İstediğimiz sadece adalet, başka bir şey değil

BEYAZ DAĞ’DA BİR GÜNBeyaz Dağ’da Bir Gün’ün en önemli yanlarından biri, artık aramızdan teker teker ayrılan birinci kuşak anlatıcıların hatıralarının yer alması.

Geçmişin hatırlanması söz konusu olduğunda son yıllarda en çok işlenen konulardan birinin “Dersim 1938” olduğunu görüyoruz.

Bu çalışmalara bir yenisi eklendi: Beyaz Dağ’da Bir Gün / Dersim Defterleri. Şair Emirali Yağan’ın bu kez alan araştırmacısı, sözlü tarihçi kimliğiyle çalıştığı bir hatıra kitap. Kardeşi Kamer ve Dersim 1938 Tertelesi’nde yitip giden tüm “masumlara” adanmış. Alana ait çalışmalarıyla tanıdığımız Şükrü Aslan’ın önsözüyle açılıyor. Kitabın diğer çalışmalardan ayrılan özellikleri ve metodolojisi onu kaynak özelliğinin bir adım ötesine de taşıyor. Kitabın yılları bulan uzun bir çalışmayla oluştuğunu söylüyor Yağan; ama metinlerin içine sinenler, gölgeler, kokular metinlerin ömürlük bir sabır ve inatla bugünlere geldiğini gösteriyor.

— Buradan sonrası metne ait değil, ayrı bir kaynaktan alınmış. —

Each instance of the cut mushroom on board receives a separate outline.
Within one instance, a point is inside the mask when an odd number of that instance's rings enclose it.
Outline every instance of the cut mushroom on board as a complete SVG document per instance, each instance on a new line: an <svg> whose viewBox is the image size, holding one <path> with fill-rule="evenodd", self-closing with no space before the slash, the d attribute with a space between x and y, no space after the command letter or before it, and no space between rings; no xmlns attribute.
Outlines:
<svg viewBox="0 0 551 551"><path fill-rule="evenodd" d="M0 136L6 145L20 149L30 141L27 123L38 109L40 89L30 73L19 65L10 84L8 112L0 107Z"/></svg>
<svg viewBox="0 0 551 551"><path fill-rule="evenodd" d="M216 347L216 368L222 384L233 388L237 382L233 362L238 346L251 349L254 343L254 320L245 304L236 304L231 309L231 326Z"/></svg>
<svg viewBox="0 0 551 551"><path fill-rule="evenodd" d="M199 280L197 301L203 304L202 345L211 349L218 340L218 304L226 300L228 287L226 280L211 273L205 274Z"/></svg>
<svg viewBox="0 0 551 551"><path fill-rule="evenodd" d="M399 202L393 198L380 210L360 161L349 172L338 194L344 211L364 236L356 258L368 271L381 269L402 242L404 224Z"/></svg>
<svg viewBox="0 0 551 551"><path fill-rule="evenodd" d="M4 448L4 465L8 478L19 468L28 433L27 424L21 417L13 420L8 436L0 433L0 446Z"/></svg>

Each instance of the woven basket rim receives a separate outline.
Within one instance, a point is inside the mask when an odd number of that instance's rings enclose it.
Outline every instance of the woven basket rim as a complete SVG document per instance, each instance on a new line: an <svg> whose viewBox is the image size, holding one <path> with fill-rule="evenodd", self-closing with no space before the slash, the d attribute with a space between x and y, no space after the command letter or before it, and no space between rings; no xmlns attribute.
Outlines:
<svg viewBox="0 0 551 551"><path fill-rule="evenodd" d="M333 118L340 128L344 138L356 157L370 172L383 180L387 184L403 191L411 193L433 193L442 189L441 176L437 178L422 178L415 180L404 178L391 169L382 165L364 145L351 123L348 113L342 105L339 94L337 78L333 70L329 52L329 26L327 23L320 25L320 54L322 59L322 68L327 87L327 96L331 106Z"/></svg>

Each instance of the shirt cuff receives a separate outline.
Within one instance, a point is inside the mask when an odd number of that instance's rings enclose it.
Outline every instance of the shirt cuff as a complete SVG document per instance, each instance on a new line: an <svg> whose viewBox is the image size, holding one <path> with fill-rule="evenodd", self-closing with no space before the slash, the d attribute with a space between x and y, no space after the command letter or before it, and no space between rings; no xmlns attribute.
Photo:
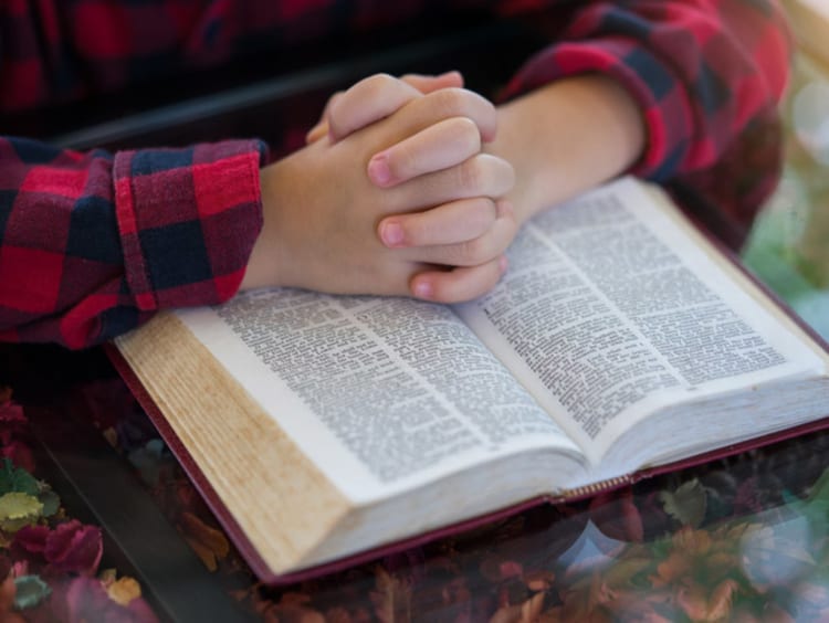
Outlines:
<svg viewBox="0 0 829 623"><path fill-rule="evenodd" d="M212 305L233 296L262 229L258 140L119 151L115 198L136 307Z"/></svg>
<svg viewBox="0 0 829 623"><path fill-rule="evenodd" d="M665 180L689 157L694 127L682 83L641 43L625 39L552 45L534 56L506 88L506 97L566 76L600 73L617 80L639 104L646 124L644 151L628 172Z"/></svg>

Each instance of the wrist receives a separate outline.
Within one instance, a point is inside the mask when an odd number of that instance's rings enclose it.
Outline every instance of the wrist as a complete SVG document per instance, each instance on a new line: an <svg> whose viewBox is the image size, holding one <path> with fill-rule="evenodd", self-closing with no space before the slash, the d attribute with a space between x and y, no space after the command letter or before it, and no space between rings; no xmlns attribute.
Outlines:
<svg viewBox="0 0 829 623"><path fill-rule="evenodd" d="M281 256L285 250L277 223L281 202L279 162L260 169L262 229L253 244L240 289L287 285L287 268Z"/></svg>

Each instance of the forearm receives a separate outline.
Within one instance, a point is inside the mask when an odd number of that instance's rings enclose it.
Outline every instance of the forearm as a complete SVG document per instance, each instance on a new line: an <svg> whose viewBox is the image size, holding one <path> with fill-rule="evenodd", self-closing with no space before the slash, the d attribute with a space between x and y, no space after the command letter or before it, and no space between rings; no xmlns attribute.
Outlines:
<svg viewBox="0 0 829 623"><path fill-rule="evenodd" d="M557 81L499 108L487 151L510 161L507 198L518 222L633 166L646 146L642 114L612 78L587 74Z"/></svg>

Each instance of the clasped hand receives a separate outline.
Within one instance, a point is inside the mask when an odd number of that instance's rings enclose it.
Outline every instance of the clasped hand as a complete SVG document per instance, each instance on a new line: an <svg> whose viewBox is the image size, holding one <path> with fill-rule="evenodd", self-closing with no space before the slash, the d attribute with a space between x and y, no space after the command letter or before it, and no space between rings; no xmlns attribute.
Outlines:
<svg viewBox="0 0 829 623"><path fill-rule="evenodd" d="M332 98L303 149L262 169L264 229L244 287L413 295L489 291L516 222L496 110L460 75L385 74Z"/></svg>

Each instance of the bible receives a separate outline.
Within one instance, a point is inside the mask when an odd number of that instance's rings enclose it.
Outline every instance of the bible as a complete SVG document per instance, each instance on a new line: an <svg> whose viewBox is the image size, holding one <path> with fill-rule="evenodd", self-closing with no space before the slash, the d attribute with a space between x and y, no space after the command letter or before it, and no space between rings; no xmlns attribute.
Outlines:
<svg viewBox="0 0 829 623"><path fill-rule="evenodd" d="M113 357L272 583L827 424L826 345L662 190L555 207L508 260L461 305L252 291Z"/></svg>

Kitabın önemli yanlarından biri, artık aramızdan teker teker ayrılan birinci kuşak anlatıcıların hatıralarının yer alması. O günleri birebir yaşayanların hafızalarında kalanların neler olduğu, böylesi travmatik deneyim ve tanıklıklarla bugünlere nasıl geldikleri ve olayların üzerinden yıllar geçtikten sonraki yorum ve değerlendirmeleri yakın tarih okumaları bağlamında da iktidar ilişkilerinin tarihsel süreç içindeki yürüyüşünü yeniden düşünmek adına da son derece önemli verileri taşıyor. Elbette arşiv bilgileri ve fotoğraflar da anlatıyı güçlendiren unsurlar olarak kitapta yer alıyor. Anlatı bölümlerinin hemen her birinde Dersim köyleri, dereleri, dağları, mezraları, vadileri, mağaraları, çayırları, ormanları, korularıyla her adımlanılan yerde gömülü kanlı hatıralarıyla bir hafıza mekânı olarak yansıtıyor. Mekâna dair hafıza ilişkilerinin değerler ve deneyimler üzerinden beliren kuşaklar arasındaki zayıflayan ya da değişen ilişkilerini görmek açısından da önemli verileri barındırıyor.

Örneğin 2011’de Yağan’ın da aralarında bulunduğu bir grup şairin şiir etkinliği yaptığı yer, izleri çoktan kaybolmuş Dersimlilerin toplu mezarlarının bulunduğu bir alandır. Bundan ancak rastlantı sonucu orda olan bir tanık sayesinde haberdar olurlar. Bunun gibi gündelik yaşam, mekân ilişkileri bağlamında zengin anektodlarla dolu kitap.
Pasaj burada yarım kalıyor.